2024 Pride Month Reading List

This Pride Month, we invite our readers to honor the contributions of LGBTQIA+ activists with this collection of some of our recent books and journal articles featuring a range of experiences within diverse contexts. For more titles, check out the full list of titles in our Sexuality Studies collection.

Feeling Asian American: Racial Flexibility Between Assimilation and Oppression

Wen Liu

An innovative challenge to persistent myths, Feeling Asian American ranges from the wartime origins of Asian American psychology to anti-Asian attacks to present Asian Americanness as a complex political assemblage.

The Polish Review 

Special Issue: Gender and Nation 

This special issue seeks to investigate, in an interdisciplinary fashion, the relationship between nationalism and gender in the Polish context. One article, “History, Nationalism, and Lesbian Cabaret: Agnieszka Weseli ‘Furja’ and Maria Konopnicka” by Jodie Greig, traces the role that nineteenth-century Polish Positivist author Maria Konopnicka has played in the twenty-first century Polish LGBT rights movement, as well as the backlash against her newfound status as an LGBT icon from nationalist factions.

Playful Protest: The Political Work of Joy in Latinx Media

Kristie Soares

Daring and original, Playful Protest examines how Latinx creators resist the idea that joy only exists outside politics and activist struggle.

Journal of Film and Video 

“Building a Timeline for LGBTQ+ Global Cinemas (1910–2019): Movie Production Trends from a Collaborative Internet Cinema Database” by Manuel Hernández-Pérez and Juan José Sánchez-Soriano

This article is a historical review and the global mapping of two phenomena: film production and the development of social rights. One aim is to trace the evolution of cinema and the presence of LGBTQ+ characters and plots. Another is to seek to ascertain the current situation of these representations among national productions in quantitative terms.
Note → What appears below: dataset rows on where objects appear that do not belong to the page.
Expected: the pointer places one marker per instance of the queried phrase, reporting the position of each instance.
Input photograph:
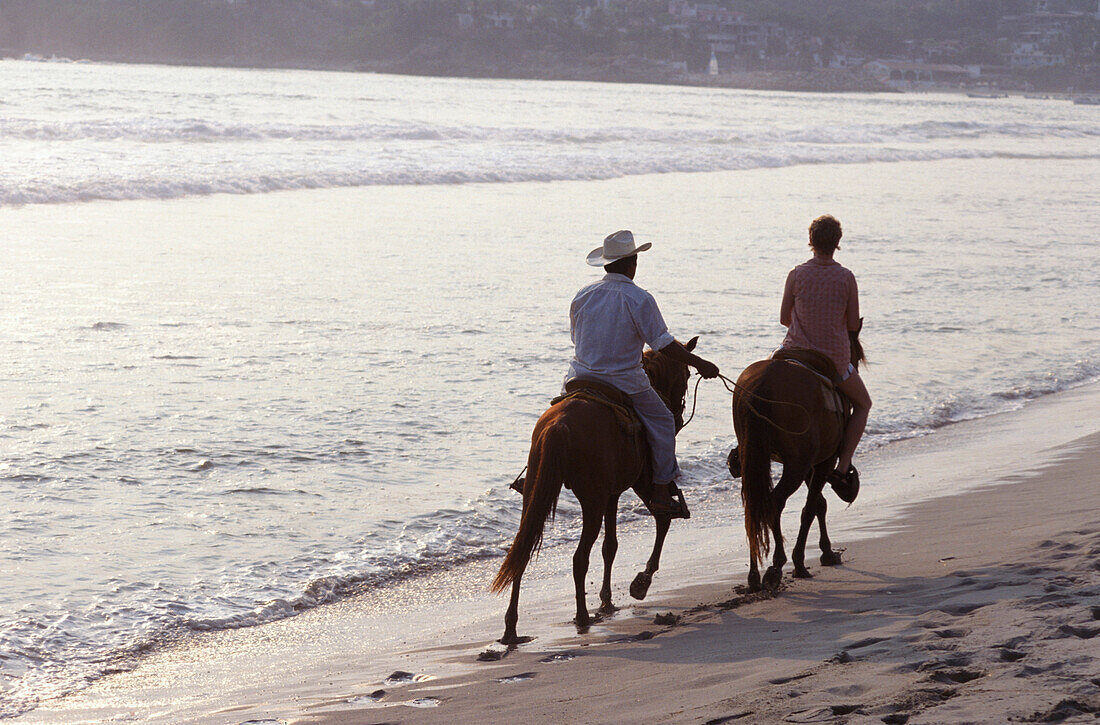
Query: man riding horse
(609, 322)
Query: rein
(693, 404)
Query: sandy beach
(981, 607)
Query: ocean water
(272, 338)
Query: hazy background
(1027, 44)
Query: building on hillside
(904, 74)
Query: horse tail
(756, 481)
(546, 475)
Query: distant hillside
(788, 43)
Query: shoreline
(981, 606)
(813, 80)
(816, 80)
(312, 666)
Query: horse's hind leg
(829, 558)
(512, 616)
(799, 553)
(611, 546)
(788, 484)
(589, 533)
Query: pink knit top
(818, 320)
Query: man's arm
(681, 353)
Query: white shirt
(609, 322)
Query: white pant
(661, 430)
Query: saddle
(597, 392)
(823, 369)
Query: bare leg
(829, 558)
(860, 409)
(640, 584)
(589, 533)
(611, 546)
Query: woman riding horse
(821, 310)
(780, 410)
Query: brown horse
(780, 412)
(581, 445)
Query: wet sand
(979, 606)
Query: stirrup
(846, 485)
(679, 508)
(517, 485)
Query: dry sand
(985, 607)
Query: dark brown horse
(580, 443)
(780, 413)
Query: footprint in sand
(827, 714)
(371, 699)
(950, 633)
(956, 677)
(558, 657)
(1080, 633)
(400, 677)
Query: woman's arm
(788, 307)
(851, 315)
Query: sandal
(674, 508)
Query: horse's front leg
(611, 546)
(590, 530)
(829, 558)
(640, 584)
(788, 484)
(754, 575)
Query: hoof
(512, 639)
(831, 559)
(734, 463)
(640, 585)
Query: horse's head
(857, 347)
(669, 379)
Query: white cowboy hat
(616, 246)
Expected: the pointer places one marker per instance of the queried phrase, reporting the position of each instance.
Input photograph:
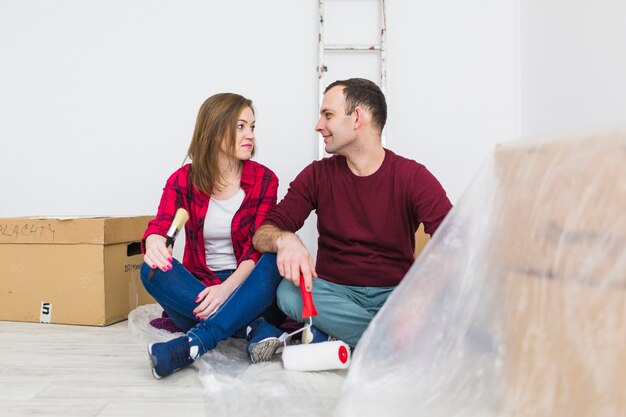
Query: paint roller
(307, 356)
(180, 218)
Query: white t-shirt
(218, 244)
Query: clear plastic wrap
(517, 307)
(234, 387)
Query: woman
(214, 294)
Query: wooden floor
(56, 370)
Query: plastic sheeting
(517, 307)
(235, 387)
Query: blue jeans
(176, 291)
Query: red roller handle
(308, 308)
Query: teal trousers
(344, 311)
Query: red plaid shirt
(260, 185)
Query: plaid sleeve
(263, 198)
(170, 200)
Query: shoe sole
(265, 350)
(152, 362)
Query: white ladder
(378, 48)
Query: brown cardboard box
(71, 270)
(562, 207)
(564, 348)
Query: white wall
(98, 99)
(573, 66)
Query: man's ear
(359, 117)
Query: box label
(45, 314)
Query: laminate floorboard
(58, 370)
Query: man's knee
(289, 299)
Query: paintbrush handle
(308, 308)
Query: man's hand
(292, 257)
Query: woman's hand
(157, 254)
(211, 298)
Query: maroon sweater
(366, 224)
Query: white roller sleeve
(317, 356)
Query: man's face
(334, 125)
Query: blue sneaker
(169, 357)
(264, 340)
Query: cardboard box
(564, 347)
(561, 207)
(71, 270)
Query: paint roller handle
(308, 308)
(180, 218)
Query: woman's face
(244, 139)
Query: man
(369, 203)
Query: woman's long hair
(217, 122)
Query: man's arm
(292, 257)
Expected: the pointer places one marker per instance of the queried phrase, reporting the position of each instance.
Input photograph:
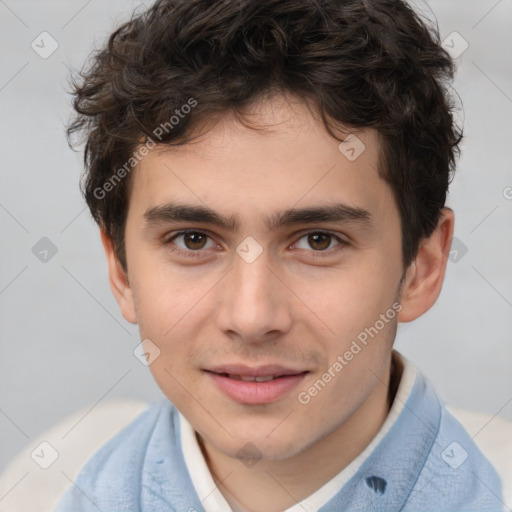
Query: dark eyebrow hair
(175, 212)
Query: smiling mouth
(248, 378)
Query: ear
(118, 279)
(424, 277)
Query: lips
(246, 372)
(255, 385)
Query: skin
(298, 304)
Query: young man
(270, 179)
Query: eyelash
(198, 253)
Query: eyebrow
(176, 212)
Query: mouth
(253, 386)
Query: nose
(255, 306)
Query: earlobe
(118, 279)
(425, 276)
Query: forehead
(290, 160)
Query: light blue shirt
(425, 462)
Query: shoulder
(112, 476)
(455, 474)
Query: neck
(275, 485)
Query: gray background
(64, 343)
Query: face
(265, 255)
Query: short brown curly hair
(363, 63)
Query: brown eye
(191, 241)
(319, 241)
(194, 241)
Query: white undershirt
(214, 501)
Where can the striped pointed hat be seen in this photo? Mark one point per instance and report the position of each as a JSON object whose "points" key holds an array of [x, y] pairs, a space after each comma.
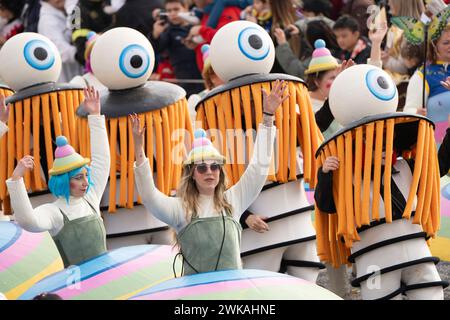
{"points": [[322, 60], [202, 149], [66, 158]]}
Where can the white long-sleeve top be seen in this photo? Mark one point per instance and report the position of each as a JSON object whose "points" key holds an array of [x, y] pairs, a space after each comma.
{"points": [[48, 217], [414, 93], [3, 128], [170, 209]]}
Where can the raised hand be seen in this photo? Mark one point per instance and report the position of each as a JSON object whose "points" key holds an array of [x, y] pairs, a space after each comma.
{"points": [[4, 110], [92, 101], [277, 96], [25, 164]]}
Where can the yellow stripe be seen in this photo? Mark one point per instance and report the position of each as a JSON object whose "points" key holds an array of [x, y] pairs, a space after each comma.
{"points": [[55, 266], [129, 295]]}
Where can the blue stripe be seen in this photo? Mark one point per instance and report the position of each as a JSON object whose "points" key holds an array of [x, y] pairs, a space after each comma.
{"points": [[9, 233], [88, 269], [210, 277]]}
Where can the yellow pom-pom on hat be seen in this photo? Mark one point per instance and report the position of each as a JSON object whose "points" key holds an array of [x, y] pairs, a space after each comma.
{"points": [[322, 60], [66, 158], [202, 149]]}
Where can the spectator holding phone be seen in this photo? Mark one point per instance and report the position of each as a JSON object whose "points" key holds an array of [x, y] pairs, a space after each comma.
{"points": [[169, 33]]}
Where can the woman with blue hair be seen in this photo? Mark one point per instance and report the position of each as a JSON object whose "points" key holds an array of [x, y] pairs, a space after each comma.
{"points": [[73, 220]]}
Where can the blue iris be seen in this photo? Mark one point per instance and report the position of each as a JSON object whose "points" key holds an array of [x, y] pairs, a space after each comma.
{"points": [[380, 85], [253, 43], [134, 61]]}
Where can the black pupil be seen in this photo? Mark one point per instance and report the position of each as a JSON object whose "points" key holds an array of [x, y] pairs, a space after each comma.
{"points": [[136, 62], [40, 53], [382, 82], [255, 41]]}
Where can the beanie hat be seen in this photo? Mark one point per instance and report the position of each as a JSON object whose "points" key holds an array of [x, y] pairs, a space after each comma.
{"points": [[66, 159], [202, 149], [322, 60], [206, 59]]}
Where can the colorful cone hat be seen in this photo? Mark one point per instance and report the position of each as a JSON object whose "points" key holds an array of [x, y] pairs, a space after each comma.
{"points": [[66, 158], [202, 149], [322, 60]]}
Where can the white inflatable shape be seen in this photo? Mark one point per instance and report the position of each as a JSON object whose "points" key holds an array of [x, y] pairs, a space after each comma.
{"points": [[240, 48], [360, 91], [122, 58], [28, 59]]}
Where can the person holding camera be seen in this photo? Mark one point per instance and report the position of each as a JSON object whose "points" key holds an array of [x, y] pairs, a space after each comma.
{"points": [[169, 33]]}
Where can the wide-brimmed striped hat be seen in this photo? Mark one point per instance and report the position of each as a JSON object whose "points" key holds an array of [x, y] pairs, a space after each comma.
{"points": [[202, 149], [322, 60], [66, 158]]}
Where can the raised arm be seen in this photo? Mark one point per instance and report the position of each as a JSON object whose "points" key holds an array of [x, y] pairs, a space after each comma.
{"points": [[167, 209], [43, 218], [243, 193], [101, 158]]}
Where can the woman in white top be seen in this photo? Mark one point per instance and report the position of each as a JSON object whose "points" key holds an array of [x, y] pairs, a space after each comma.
{"points": [[73, 220], [204, 215]]}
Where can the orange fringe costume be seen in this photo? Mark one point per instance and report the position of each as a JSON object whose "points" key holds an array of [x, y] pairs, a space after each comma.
{"points": [[351, 182], [49, 105], [238, 106], [162, 109]]}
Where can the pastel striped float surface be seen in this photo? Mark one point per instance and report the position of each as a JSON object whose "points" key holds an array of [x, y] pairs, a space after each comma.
{"points": [[25, 258], [237, 285]]}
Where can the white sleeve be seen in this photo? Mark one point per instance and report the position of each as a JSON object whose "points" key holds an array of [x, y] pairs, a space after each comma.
{"points": [[414, 93], [44, 218], [247, 189], [167, 209], [101, 159], [3, 128]]}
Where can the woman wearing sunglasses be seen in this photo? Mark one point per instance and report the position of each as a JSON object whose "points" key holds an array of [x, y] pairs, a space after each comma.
{"points": [[204, 214]]}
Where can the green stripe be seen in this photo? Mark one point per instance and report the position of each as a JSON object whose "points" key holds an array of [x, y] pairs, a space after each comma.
{"points": [[129, 283], [28, 267]]}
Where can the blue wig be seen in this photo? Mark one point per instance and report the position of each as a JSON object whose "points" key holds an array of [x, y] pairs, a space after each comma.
{"points": [[59, 185]]}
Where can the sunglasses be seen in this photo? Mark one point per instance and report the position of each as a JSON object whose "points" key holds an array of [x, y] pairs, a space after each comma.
{"points": [[203, 167]]}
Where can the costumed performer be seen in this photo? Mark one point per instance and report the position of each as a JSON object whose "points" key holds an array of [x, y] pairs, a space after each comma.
{"points": [[377, 196], [204, 215]]}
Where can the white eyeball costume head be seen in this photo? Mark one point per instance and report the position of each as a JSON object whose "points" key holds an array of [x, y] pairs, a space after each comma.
{"points": [[28, 59], [360, 91], [240, 48], [122, 58]]}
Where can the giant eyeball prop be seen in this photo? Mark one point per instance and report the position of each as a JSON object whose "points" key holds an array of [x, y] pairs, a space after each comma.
{"points": [[28, 59], [240, 48], [360, 91], [122, 58]]}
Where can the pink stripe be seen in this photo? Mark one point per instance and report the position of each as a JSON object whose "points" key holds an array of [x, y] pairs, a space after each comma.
{"points": [[115, 273], [321, 53], [26, 243], [63, 152], [205, 289]]}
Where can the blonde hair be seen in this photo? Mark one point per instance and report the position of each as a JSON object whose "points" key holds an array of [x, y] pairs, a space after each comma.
{"points": [[188, 193], [409, 8]]}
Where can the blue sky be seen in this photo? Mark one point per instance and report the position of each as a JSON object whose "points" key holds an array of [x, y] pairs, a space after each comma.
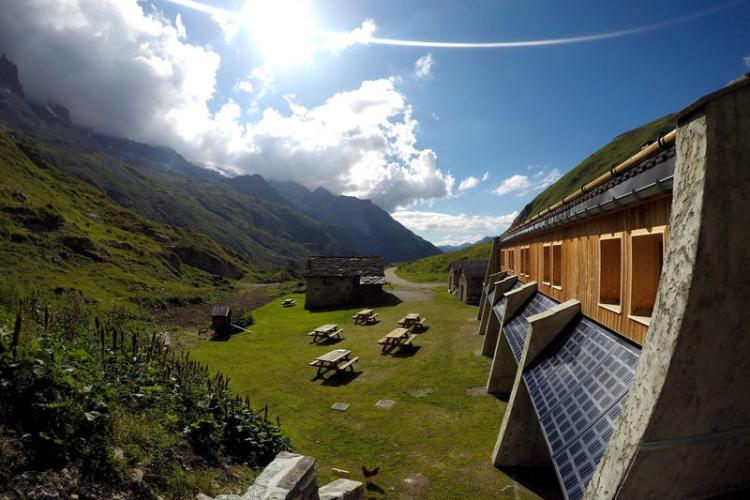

June’s free e-book is here! Check out Queer Country by Shana Goldin-Perschbacher before the month is over! 

Sign up for your free e-book here.

Dialogue: A Journal of Mormon Thought  

“Transcending Mormonism: Transgender Experiences in the LDS Church” by Keith Burns and Linwood J. Lewis (Open Access) 

Ultimately, LDS theology portrays God as all-loving and compassionate, desiring the happiness and salvation of all human beings. Paramount to such theological frameworks is the imperative to become like God by developing divine attributes of benevolence and compassion. For Church members and leaders to truly live out the splendor of this endeavor, theological and institutional constructions (or reconstructions) must ensure that all gender identities and sexual orientations are given equal legitimacy and value in the Church of Jesus Christ of Latter-day Saints.

Su Friedrich

Barbara Mennel

Mennel provides an essential overview of the filmmaker’s oeuvre while highlighting the defining characteristics of her artistic and political signature.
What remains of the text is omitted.